Halktan gelen tepkileri bertaraf edebilmek adına iyi polisi de kötü polisi de bizzat uygulayan süfyaniler, kendi yandaşlarının dilinden eleştiriler(!) yaptırmakta, halktan gelen eleştirilerin çerçevesini çizerek, sınırlarını kendileri belirlemektedir. Böylelikle asıl rahatsızlık duyulan mesele başka yönlere çekilmekte, başka bir koldan da dizi ve filmlerin toplumsal hayatta açtığı yaraların, tedavi edilmeye (!) çalışıldığı izlenimi verilmektedir. Örneğin baş süfyan bile bir diziden rahatsız olduğunu (!) dile getirebilmekte, (oysa bir anlamda reklamını yapmaktır bu) ve halka bu dizilere bizzat kendisinin izin verdiğini unutturarak bu işten muzdaripmiş (!) gibi bir hava estirmektedir. Geçenlerde, dizi ve filmler ile ilgili rastladığım bir yazıda aynen şu ifadeler geçiyordu; “Roman ve hikâyeden uyarlanan filmler, kitap okuma oranının azalmasına sebep oluyor(!).” İşte bu tarz eleştiriler(!) ile dizi ve filmlerin getirmiş olduğu olumsuzlukların bunlardan ibaret olduğu izlenimi veriliyor. Ayrıca söz konusu yazıda, “dizi ve filmlerin çocuk ve aileler üzerinde ki olumsuz etkilerinden dolayı alo 183 hattının aranarak uzmanlardan danışmanlık alabilirsiniz” ifadesi yer alıyordu. Sanki aranan bu birim, devletin bir birimi değilmiş gibi, devlet de bu işten muzdarip olmuş ve zararları ile mücadele ediyormuş havası estirilmeye çalışılmaktadır.

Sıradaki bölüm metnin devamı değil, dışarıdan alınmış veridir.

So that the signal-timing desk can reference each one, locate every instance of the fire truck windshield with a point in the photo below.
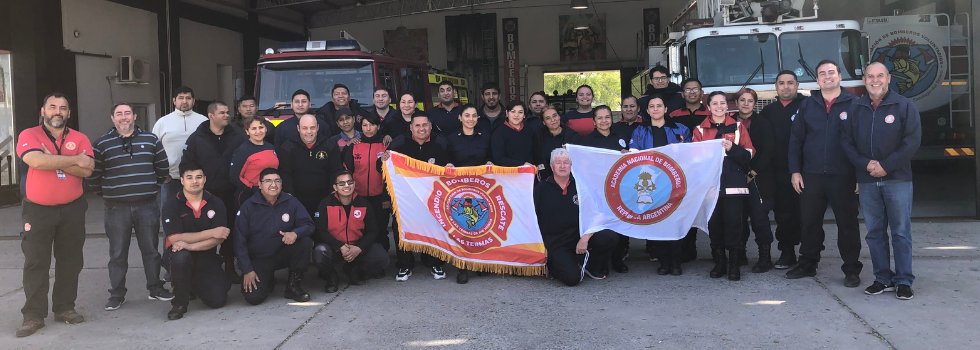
(278, 81)
(801, 51)
(731, 60)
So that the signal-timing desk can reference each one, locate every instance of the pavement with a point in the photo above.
(637, 310)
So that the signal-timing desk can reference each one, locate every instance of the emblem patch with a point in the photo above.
(645, 188)
(473, 210)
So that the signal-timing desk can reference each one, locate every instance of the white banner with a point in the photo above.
(656, 194)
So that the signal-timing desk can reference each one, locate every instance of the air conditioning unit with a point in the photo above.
(133, 70)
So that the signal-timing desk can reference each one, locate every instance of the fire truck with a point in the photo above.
(315, 66)
(731, 44)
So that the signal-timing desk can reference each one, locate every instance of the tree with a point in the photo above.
(606, 86)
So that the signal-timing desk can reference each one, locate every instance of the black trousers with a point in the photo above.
(373, 259)
(563, 263)
(786, 209)
(295, 256)
(757, 212)
(198, 272)
(60, 228)
(725, 224)
(838, 191)
(406, 259)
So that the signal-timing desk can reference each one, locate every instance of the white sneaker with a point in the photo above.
(438, 273)
(403, 275)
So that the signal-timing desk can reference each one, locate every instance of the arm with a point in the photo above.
(911, 138)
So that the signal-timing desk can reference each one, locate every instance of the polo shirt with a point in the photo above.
(45, 187)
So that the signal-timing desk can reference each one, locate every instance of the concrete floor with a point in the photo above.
(638, 310)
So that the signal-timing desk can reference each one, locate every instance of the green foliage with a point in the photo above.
(605, 85)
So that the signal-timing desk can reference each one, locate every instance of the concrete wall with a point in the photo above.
(115, 30)
(203, 49)
(538, 21)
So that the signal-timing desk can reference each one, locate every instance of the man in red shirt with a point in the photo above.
(57, 159)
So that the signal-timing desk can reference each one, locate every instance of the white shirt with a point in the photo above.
(173, 130)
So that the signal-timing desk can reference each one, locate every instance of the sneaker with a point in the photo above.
(69, 317)
(877, 288)
(30, 326)
(403, 275)
(437, 273)
(162, 295)
(114, 304)
(904, 292)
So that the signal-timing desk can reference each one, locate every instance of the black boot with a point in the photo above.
(294, 288)
(765, 260)
(329, 275)
(721, 262)
(353, 278)
(734, 274)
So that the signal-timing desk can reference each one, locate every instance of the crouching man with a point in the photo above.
(272, 232)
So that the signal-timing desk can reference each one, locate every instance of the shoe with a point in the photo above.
(877, 288)
(595, 276)
(801, 271)
(30, 326)
(294, 288)
(764, 264)
(114, 303)
(162, 295)
(620, 266)
(721, 262)
(353, 277)
(735, 264)
(69, 317)
(177, 312)
(403, 275)
(787, 258)
(437, 273)
(904, 292)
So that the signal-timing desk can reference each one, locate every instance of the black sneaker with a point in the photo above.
(878, 288)
(162, 295)
(114, 303)
(904, 292)
(801, 271)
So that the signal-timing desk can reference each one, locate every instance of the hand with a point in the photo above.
(583, 244)
(352, 253)
(248, 281)
(797, 182)
(288, 237)
(220, 233)
(180, 245)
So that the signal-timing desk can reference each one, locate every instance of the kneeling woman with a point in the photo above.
(653, 132)
(725, 225)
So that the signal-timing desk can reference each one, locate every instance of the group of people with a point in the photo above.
(241, 198)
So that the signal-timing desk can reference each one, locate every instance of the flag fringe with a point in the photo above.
(470, 265)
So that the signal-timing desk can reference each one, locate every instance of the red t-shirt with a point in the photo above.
(46, 187)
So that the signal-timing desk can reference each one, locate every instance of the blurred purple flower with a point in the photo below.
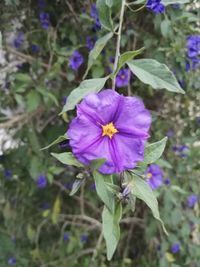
(90, 42)
(84, 238)
(41, 3)
(44, 20)
(154, 175)
(41, 181)
(192, 200)
(94, 15)
(93, 187)
(69, 185)
(193, 52)
(167, 181)
(110, 126)
(123, 78)
(175, 248)
(156, 6)
(66, 237)
(170, 133)
(19, 40)
(180, 150)
(12, 260)
(76, 60)
(7, 173)
(35, 48)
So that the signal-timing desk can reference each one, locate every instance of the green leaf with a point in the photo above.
(111, 228)
(102, 190)
(99, 46)
(154, 151)
(142, 190)
(33, 100)
(86, 87)
(109, 3)
(104, 12)
(76, 185)
(169, 2)
(67, 158)
(128, 56)
(157, 75)
(57, 141)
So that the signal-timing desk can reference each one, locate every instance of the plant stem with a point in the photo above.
(117, 54)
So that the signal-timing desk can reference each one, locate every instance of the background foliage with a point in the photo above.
(40, 224)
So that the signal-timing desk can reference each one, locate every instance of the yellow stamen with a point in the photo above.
(109, 130)
(149, 175)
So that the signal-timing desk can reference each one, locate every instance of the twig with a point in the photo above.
(117, 54)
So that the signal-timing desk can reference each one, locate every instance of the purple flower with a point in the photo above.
(66, 237)
(154, 176)
(175, 248)
(123, 78)
(12, 260)
(90, 42)
(170, 133)
(93, 187)
(180, 150)
(35, 48)
(94, 15)
(44, 20)
(41, 181)
(156, 6)
(193, 52)
(76, 60)
(83, 238)
(41, 3)
(110, 126)
(7, 173)
(167, 181)
(18, 40)
(192, 200)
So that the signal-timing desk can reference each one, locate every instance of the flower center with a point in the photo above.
(149, 175)
(109, 130)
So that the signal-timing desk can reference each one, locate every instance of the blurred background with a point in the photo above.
(44, 47)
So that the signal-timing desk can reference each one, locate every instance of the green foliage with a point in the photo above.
(158, 75)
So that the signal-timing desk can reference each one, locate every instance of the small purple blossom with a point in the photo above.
(90, 42)
(156, 6)
(66, 237)
(84, 238)
(41, 3)
(7, 173)
(193, 52)
(76, 60)
(44, 20)
(110, 126)
(35, 48)
(93, 187)
(123, 78)
(170, 133)
(94, 15)
(167, 181)
(154, 176)
(175, 248)
(41, 181)
(19, 40)
(192, 200)
(12, 260)
(180, 150)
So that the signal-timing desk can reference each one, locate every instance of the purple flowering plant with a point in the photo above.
(110, 133)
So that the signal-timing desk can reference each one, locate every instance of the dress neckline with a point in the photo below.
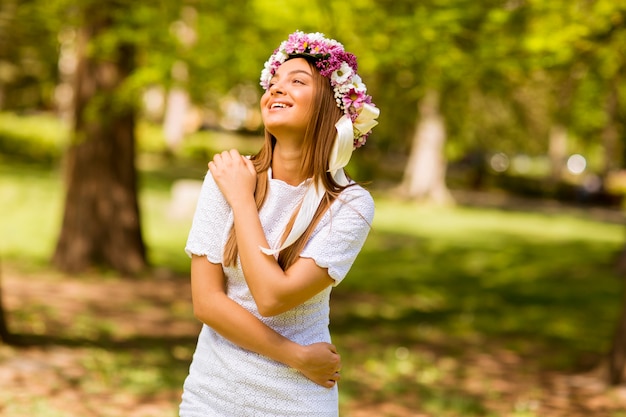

Bizler ne teknoloji düşmanıyız, ne de televizyon ile bir alıp veremediğimiz var. Bizim derdimiz her türlü araç gereci, basın ve yayını halkı ifsat edebilmek amacıyla kullanan süfyaniler ve onların sinsi oyunlarıdır. Yazımızın fazla uzamaması adına burada bitirirken, fırsat bulduğumuz takdirde, konunun ikinci kısmı olan komedi filmleri ve komedi programları ile ilgili meselenin başka bir yazıda ele alınacağını ifade etmek isteriz. Evet, bu konu uzun olduğu kadar hassas da bir konudur. Son olarak, yıllar önce bir büyüğümüzün gittiği şehirden dönerken kızı için ısrarla tesettürlü bir oyuncak bebek arayıp bulduğunu duymuş ve değil yayınlanan dizi ve filmlerin, küçük bir çocuğa alınacak oyuncak bir bebek için dahi, aile fertlerimiz için ne denli hassas olunması gerektiğini bir kez daha anlamıştım. Var olan boşluğun hak ya da batıl ile bir şekilde doldurulacağını bilen bizler, her alanda olduğu gibi film ve sinema alanında da örnek alınması gereken bir noktada olan İran İslam Devleti’nin yaptığı filmler ile bu boşluğu doldurduğu düşüncesindeyiz. Özellikle peygamber ve imamların hayatlarının konu edildiği filmler, çizgi filmler ile ekranlarda bir devrim başlatan İran sinemasının, alternatif olarak çevremize önerebileceğimiz türden olduğu kanaatindeyiz.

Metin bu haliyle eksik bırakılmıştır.